The Lost Wreck of the Fortuyn
The West Coast of Australia is dangerous. The shallow reefs and rough seas here have claimed many ships along with their treasure and most of them have never been found. I set off to find one of these ships, the lost wreck of the Fortuyn.
The Fortuyn was a trade ship of the VOC. She was on her way from the Netherlands to Indonesia in 1724 but never made it to port. No one is entirely sure what happened to the ship or her crew but it’s possible she might have wrecked on the Abrolhos Islands along with $4,000,000 worth of silver.
So why the Abrolhos? Well, another Dutch ship, the Zeewijk wrecked on those same islands in 1727. While there the crew came across wreckage and clues of past castaways which they believed were left behind by the Fortuyn.
If the Fortuyn did wreck on the Abrolhos, her treasure might still be there.
The Fortuyn's Fate
I began looking into the Fortuyn to try and figure out what could have happened to her and if the Abrolhos was the place she met her fate.
The Fortuyn left the Netherlands in September, 1723 with a crew of 225 and captained by a man named Pieter Westrik. She arrived at the Cape of Good Hope on January 2nd, 1724 and left on January 18th. She was accompanied by other ships but eventually they lost sight of each other and the Fortuyn was never seen again.
The VOC had two routes they used to sail from the Cape to the East Indies. One took them directly across the Indian Ocean which was used from October to February and then there was another route used from March to September. This route used seasonal winds to take ships closer to the coast of Western Australia before turning north towards Indonesia which would save them a few months on the journey.
Although the Fortuyn departed in January and shouldn't have ventured so close to the Great South Land at that time, it's possible she was blown off course or sailed too far east and met her fate at the Abrolhos.
The Copper Coins
The Fortuyn was a merchant ship. She would have carried lots of different cargo like bricks, pots, tiles, and timber. She also carried 36 cannons and 8 swivel guns to protect the ship against pirates and apart from the silver she was transporting, the Fortuyn also carried duit, a Dutch copper coin.
In 1724, 2000 guilders worth of duit were sent to Batavia. Only one ship recorded offloading their duit in Batavia and only 1250 guilders worth. Since the Fortuyn was the only ship that didn’t arrive to port that year she would have carried the other 750 guilders worth. One guilder is equal to 160 duit so if you do the math, we’re looking for about 120,000 copper coins.
And here’s the smoking gun. Between 1723 and 1725 the duit did not have the VOC stamp like the one I’m holding. So if I’m lucky enough to find these coins and they don’t have the stamp then we know the Fortuyn wrecked at the Abrolhos.
My next stop was Gun Island…
When the crew of the Zeewijk wrecked on the Abrolhos in 1727 they made it to Gun Island and established a camp. When they realised no rescue would arrive the crew banded together and over several months built a new ship in order to escape.

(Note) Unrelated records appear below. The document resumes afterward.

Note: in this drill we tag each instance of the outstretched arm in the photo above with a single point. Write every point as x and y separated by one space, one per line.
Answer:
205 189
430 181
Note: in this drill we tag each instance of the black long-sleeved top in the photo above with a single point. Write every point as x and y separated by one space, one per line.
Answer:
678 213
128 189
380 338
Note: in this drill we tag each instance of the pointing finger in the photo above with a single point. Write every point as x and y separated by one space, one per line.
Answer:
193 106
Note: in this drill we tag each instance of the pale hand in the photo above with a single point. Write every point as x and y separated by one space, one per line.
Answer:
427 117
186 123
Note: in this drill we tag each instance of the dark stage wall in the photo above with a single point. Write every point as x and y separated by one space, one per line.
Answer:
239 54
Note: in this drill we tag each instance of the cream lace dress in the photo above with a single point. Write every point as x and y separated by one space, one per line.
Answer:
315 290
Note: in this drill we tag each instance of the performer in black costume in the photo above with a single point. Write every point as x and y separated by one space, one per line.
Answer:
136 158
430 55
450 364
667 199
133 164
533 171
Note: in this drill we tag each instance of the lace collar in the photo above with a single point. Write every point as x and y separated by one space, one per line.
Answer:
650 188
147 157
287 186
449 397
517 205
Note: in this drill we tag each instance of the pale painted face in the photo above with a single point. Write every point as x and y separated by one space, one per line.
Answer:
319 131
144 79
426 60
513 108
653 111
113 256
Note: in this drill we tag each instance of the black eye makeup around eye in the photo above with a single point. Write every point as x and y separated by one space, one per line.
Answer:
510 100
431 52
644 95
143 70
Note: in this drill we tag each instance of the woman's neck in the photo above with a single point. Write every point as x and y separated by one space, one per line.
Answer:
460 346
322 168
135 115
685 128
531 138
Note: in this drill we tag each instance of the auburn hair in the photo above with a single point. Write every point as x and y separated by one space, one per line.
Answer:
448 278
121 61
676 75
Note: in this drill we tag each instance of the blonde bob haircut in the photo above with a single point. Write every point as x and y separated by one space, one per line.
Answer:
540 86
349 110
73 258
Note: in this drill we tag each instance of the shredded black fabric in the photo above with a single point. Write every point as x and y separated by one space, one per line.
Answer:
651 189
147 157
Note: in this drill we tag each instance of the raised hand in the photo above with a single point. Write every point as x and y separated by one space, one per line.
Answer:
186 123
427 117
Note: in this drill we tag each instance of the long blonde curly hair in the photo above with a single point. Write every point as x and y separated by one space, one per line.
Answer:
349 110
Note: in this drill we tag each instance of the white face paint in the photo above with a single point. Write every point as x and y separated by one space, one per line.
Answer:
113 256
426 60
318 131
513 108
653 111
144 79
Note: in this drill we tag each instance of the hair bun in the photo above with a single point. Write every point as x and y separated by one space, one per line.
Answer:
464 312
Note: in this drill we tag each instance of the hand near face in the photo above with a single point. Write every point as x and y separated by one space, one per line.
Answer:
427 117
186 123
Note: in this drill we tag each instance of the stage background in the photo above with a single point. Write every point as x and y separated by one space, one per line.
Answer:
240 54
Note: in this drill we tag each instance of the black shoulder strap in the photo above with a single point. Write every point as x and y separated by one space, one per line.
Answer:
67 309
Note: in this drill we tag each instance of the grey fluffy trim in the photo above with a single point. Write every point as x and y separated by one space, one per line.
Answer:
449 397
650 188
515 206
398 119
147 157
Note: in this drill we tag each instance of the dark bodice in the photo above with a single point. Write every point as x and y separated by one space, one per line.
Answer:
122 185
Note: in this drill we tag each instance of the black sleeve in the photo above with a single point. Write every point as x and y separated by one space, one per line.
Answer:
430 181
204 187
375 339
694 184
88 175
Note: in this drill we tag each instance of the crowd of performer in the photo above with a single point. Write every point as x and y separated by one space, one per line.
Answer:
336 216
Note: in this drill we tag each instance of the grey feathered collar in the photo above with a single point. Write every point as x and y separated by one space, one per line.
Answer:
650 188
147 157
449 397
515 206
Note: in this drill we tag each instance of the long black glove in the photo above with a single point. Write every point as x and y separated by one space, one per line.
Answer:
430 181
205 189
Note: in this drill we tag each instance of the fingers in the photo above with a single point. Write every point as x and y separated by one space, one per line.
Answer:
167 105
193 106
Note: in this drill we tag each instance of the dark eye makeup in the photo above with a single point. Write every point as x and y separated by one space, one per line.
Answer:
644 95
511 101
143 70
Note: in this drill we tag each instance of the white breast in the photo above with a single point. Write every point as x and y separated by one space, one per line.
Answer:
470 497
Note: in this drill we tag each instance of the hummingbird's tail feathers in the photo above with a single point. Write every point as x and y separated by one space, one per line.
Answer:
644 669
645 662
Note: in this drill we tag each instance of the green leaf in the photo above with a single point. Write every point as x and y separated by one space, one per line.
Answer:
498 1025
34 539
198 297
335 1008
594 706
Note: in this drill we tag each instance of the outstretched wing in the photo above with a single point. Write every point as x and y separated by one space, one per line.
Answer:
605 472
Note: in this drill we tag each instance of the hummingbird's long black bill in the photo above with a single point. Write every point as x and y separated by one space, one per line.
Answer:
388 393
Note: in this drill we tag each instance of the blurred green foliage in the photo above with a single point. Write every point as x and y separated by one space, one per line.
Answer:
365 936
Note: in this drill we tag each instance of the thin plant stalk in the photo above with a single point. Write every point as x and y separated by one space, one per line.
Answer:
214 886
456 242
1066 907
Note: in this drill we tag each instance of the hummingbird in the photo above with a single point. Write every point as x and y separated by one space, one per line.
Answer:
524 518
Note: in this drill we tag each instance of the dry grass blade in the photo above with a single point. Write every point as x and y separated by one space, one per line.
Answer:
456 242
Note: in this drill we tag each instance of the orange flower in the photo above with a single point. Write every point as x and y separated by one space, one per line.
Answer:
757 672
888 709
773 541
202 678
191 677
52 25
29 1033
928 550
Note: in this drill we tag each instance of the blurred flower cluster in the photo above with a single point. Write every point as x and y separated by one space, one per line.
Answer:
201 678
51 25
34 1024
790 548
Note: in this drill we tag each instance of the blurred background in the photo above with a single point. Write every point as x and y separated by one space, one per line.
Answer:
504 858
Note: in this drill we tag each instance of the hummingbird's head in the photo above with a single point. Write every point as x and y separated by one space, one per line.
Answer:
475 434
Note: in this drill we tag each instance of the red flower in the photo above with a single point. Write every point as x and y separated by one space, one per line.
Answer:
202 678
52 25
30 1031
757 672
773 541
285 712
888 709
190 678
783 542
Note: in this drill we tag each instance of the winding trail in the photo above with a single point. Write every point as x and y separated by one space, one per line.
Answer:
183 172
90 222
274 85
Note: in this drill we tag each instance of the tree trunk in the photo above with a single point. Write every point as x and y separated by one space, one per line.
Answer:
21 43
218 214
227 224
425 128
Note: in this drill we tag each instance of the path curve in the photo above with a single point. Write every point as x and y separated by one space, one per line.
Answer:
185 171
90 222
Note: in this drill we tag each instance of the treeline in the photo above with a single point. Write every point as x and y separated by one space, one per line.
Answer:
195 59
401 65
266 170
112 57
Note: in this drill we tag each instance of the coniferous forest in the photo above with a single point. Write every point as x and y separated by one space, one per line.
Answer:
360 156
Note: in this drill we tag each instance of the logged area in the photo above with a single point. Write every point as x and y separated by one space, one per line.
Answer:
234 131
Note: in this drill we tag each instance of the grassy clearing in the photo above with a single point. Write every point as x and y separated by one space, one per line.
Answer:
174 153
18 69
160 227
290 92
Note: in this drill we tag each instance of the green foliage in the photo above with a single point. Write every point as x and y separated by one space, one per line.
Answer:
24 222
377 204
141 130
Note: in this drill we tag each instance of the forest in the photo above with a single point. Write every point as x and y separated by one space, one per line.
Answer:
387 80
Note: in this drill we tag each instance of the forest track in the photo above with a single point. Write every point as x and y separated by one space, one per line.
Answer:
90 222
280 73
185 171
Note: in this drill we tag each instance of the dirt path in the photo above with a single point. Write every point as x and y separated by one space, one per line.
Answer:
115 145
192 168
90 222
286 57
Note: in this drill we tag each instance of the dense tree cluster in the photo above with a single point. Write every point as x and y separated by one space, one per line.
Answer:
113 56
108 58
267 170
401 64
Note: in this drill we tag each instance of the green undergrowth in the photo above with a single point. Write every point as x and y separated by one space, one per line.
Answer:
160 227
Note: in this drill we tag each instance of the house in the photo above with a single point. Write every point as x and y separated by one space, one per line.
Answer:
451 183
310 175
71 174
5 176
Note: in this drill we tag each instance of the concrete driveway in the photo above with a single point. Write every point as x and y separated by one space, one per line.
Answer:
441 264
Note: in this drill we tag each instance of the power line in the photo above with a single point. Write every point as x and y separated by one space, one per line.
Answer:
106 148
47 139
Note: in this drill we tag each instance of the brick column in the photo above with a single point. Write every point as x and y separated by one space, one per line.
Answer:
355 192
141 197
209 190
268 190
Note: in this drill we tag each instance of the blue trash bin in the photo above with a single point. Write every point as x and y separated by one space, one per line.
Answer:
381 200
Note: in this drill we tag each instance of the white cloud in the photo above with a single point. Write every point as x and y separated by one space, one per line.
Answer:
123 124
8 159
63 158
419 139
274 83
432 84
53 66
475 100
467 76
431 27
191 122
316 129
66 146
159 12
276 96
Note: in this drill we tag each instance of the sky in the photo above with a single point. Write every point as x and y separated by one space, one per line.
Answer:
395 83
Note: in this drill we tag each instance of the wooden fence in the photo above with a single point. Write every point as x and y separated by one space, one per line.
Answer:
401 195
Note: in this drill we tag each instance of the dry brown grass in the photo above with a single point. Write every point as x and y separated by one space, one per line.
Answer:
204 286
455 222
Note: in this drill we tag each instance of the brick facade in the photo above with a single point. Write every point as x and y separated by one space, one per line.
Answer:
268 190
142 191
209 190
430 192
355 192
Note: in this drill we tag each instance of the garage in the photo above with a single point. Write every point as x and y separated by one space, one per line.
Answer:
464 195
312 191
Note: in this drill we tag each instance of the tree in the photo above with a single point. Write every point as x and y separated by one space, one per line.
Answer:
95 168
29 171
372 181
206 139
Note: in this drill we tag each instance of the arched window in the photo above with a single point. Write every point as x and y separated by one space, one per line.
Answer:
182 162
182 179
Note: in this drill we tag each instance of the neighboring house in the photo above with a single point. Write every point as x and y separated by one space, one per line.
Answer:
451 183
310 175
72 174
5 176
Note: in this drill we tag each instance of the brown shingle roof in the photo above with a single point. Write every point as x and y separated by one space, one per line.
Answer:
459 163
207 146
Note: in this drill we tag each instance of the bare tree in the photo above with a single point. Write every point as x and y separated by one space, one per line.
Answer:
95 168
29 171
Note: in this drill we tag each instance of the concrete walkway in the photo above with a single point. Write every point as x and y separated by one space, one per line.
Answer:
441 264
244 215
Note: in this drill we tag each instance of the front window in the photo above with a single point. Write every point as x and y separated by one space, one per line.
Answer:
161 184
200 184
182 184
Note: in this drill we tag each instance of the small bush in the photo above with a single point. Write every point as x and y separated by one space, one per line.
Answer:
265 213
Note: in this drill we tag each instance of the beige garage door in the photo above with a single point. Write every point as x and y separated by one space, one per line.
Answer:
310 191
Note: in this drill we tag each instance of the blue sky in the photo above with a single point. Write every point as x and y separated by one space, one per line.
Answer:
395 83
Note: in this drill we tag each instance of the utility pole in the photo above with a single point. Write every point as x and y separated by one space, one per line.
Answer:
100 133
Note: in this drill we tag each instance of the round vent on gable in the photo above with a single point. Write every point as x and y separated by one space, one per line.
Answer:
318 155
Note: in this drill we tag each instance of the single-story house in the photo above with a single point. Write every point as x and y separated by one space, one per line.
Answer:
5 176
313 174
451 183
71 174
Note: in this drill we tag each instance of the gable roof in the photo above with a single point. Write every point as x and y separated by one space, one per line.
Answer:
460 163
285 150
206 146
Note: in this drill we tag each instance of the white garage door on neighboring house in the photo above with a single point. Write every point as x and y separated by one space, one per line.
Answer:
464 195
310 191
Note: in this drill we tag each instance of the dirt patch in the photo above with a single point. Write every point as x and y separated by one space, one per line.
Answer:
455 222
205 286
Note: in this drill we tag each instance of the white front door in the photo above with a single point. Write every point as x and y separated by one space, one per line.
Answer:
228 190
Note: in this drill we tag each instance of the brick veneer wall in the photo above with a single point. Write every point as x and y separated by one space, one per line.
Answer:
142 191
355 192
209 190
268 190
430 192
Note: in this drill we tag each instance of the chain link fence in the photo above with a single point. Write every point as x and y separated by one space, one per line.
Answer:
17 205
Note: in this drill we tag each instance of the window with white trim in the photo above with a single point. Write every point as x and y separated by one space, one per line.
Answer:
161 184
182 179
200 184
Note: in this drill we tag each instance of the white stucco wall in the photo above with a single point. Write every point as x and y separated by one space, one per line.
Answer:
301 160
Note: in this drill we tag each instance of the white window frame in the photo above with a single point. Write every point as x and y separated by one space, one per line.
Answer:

While castaway, the crew explored nearby islands for food and water as well as supplies to build their new ship. On these expeditions the crew came across wreckage and relics from a previous wreck which they believed could have been from the Fortuyn which disappeared 3 years earlier but what happened to these previous castaways is a mystery. No bodies were found on the islands. Only the clues they left behind.
The first mate of the Zeewijk, Adriaan van de Graaf kept a journal while on the islands and recorded some of the finds.
Following the clues left behind in these journals and letters, we packed our gear and took the boat over to the Abrolhos to explore the waters and search for the lost Fortuyn. When we got to Gun Island however, our boat’s engine cut out and we were unable to repair it. We were stuck at the island for several hours while waiting for another boat to be able to tow us back to the mainland
While stranded I did still explore around Gun Island and although I didn’t find a wreck or those copper coins, I did make friends with a very curious seal. After a few hours, a boat arrived and we escaped the island. Although stranded for only a few hours, I sympathise with the Zeewijk crew who called this place home all those years ago.
Return to the Islands
With the boat repaired we returned to the Abrolhos in search of the Fortuyn. After searching around Gun Island again we made our way over to Pelsaert Island to piece together the next part of the mystery.
When the Zeewijk crew ventured to other islands, there's one they came across which was a "long drawn out island" which is none other than Pelsaert Island. When they came closer to Pelsaert Island they noticed wreckage in the water including a piece that could have been the ship's figurehead. Adriaan van de Graaf recorded these finds in his journal.
The only wreck we found at Pelsaert Island though was a modern yacht resting in the shallows. If the Fortuyn did wreck at the Abrolhos, it’s possible she sank into deep water along with her treasure while the crew made it to the islands and left behind the few relics found by the Zeewijk survivors. But that still leaves a lot of mystery. If the Fortuyn crew didn’t die on the islands then what happened to them? And if it wasn’t the Fortuyn that wrecked here and she wrecked somewhere else then who wrecked here for the Zeewijk crew to find?
The only way to find out is to keep exploring.